Jobs data disappointed, bonds rallied, equities ripped, and under the surface, rotations kept moving. This was one of those mornings where “bad news is good news” took center stage—and the tape gave us plenty to trade if you were watching the right setups.
Key Takeaways
Jobs weakness fuels dovish bets
- August payrolls came in at just 22,000—well under expectations.
- The 10-year yield sank to 4.09%, pushing rate-cut odds for September to nearly 100% and even pricing in a 50 bps move.
Housing and semis catching flows
- Homebuilders like Lennar and Williams rallied on lower-rate expectations.
- Broadcom led semis back above key moving averages, while Nvidia stayed choppy but tradable off VWAP.
Retail cracks continue
- Lululemon got smoked on earnings, dropping over 20%.
- The setup now is to stalk VWAP reversions intraday, with oversold conditions possibly inviting a bid.
Private equity creeping into 401(k)s
- Goldman Sachs partnering with T. Rowe Price is a massive tell—private equity wants retail retirement funds.
- That means higher fees, longer lockups, and more risk for everyday investors.
What I’m Watching
Broadcom’s momentum looks sticky, and if semis keep breaking higher, they’ll drag NVDA back with them.

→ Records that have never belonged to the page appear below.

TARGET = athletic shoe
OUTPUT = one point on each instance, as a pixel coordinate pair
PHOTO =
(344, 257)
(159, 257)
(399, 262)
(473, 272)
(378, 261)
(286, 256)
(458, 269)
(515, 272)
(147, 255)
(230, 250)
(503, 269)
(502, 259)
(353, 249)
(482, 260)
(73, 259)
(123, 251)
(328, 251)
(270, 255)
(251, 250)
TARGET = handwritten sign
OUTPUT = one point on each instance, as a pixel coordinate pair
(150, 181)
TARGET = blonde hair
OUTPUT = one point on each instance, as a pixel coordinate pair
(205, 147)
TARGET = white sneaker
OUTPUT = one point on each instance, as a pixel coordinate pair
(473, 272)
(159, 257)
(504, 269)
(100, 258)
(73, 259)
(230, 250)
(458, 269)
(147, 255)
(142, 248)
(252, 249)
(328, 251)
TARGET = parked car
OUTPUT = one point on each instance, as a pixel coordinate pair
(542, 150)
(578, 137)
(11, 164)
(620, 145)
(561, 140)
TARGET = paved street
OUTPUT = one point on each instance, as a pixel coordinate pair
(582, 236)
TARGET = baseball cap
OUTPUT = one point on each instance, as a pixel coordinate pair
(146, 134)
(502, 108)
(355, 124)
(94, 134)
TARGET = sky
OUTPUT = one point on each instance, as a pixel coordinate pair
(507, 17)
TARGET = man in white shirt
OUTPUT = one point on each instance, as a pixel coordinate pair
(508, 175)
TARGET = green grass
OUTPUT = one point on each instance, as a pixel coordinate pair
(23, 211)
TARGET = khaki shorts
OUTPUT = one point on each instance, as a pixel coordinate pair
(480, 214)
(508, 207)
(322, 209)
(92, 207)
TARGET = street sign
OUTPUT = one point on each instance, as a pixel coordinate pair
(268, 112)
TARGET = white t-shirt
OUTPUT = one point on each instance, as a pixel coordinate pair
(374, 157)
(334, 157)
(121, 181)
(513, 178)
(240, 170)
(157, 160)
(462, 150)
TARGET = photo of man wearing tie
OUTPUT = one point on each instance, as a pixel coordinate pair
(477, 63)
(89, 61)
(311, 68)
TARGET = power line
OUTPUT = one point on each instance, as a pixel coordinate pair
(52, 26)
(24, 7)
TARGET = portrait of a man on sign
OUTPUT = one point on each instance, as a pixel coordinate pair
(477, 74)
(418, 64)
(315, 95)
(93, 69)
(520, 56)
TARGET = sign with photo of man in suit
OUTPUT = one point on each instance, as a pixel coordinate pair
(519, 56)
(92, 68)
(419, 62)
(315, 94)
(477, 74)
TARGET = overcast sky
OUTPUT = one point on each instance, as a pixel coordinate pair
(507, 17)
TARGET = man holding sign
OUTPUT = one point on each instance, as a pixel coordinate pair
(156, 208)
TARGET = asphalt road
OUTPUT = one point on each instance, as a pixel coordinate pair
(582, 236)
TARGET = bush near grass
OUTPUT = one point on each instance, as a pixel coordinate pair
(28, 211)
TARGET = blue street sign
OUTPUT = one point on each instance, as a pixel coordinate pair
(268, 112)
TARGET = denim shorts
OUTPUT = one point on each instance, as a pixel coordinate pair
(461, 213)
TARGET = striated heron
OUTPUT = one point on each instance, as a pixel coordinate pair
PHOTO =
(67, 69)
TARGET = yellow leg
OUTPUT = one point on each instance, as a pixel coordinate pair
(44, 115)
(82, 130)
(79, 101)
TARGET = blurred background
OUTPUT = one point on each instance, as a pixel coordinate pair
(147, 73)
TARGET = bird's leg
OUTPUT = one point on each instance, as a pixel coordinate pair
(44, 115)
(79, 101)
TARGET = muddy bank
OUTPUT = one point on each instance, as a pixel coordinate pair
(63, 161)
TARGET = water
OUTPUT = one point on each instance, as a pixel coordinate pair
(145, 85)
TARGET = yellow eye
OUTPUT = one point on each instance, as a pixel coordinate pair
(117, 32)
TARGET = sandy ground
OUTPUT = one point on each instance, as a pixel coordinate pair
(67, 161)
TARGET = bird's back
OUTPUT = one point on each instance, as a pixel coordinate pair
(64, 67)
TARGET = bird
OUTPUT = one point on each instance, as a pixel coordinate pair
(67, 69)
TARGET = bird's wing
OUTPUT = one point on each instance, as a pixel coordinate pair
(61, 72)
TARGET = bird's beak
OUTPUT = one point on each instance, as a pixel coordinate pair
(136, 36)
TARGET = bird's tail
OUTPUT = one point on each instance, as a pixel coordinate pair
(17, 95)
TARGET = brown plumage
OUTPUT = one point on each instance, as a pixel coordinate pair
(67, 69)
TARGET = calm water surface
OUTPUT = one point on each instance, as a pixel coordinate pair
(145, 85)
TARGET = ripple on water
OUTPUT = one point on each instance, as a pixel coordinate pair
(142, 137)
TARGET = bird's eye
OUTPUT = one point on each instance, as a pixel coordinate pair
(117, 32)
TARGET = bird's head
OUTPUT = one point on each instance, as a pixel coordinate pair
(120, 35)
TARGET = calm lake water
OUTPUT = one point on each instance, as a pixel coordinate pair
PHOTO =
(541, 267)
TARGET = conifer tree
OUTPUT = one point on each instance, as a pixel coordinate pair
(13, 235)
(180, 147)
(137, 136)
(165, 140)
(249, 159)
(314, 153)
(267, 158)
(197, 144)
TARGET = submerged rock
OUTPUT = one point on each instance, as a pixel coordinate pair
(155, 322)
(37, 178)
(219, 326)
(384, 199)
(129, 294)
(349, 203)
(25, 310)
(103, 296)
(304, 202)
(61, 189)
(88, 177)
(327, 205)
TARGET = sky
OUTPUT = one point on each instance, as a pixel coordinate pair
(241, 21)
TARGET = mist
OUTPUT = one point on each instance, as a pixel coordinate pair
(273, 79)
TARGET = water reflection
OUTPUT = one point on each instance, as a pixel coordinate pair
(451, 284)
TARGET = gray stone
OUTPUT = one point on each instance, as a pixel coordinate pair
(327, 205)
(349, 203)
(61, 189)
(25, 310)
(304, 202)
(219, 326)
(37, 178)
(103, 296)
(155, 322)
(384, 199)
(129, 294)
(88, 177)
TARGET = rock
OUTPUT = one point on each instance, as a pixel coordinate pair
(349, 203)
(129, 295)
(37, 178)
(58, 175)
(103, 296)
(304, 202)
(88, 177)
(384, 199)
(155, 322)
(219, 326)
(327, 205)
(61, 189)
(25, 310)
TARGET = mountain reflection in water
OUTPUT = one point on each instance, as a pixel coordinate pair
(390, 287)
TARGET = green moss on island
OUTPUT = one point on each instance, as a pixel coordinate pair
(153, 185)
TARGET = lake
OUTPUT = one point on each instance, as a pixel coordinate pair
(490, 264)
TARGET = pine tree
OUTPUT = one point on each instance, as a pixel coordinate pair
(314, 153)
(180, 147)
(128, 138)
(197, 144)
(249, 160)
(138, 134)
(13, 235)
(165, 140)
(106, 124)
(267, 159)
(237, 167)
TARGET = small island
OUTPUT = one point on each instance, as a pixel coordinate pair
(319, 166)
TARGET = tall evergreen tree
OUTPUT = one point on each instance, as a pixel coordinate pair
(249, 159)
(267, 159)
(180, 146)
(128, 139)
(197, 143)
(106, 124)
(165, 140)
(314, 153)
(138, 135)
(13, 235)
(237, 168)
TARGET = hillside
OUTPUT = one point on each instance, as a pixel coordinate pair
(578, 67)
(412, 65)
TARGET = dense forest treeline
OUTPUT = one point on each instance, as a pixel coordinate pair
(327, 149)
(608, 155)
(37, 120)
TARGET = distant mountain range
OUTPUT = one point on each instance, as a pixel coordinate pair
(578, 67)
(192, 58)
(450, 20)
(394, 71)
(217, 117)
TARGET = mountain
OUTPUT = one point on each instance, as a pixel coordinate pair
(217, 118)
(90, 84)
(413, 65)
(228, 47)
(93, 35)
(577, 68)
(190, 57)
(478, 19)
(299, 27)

I’m also watching gold and GDX after dovish expectations juiced safe-haven flows—spreads on GDX remain my favorite way to play it. On the retail side, LULU is a “trade, not an investment,” and I’ll be stalking intraday reversions there. Longer-term, the Goldman/T. Rowe story is the bigger risk—because once private equity gets a foot in the 401(k) door, retail investors become the exit liquidity.
The market doesn’t care about jobs—it cares about liquidity. And right now, bad data just means more cuts, more cash, and more leverage. Ride the wave, but don’t forget: when liquidity flips, it won’t give you a warning.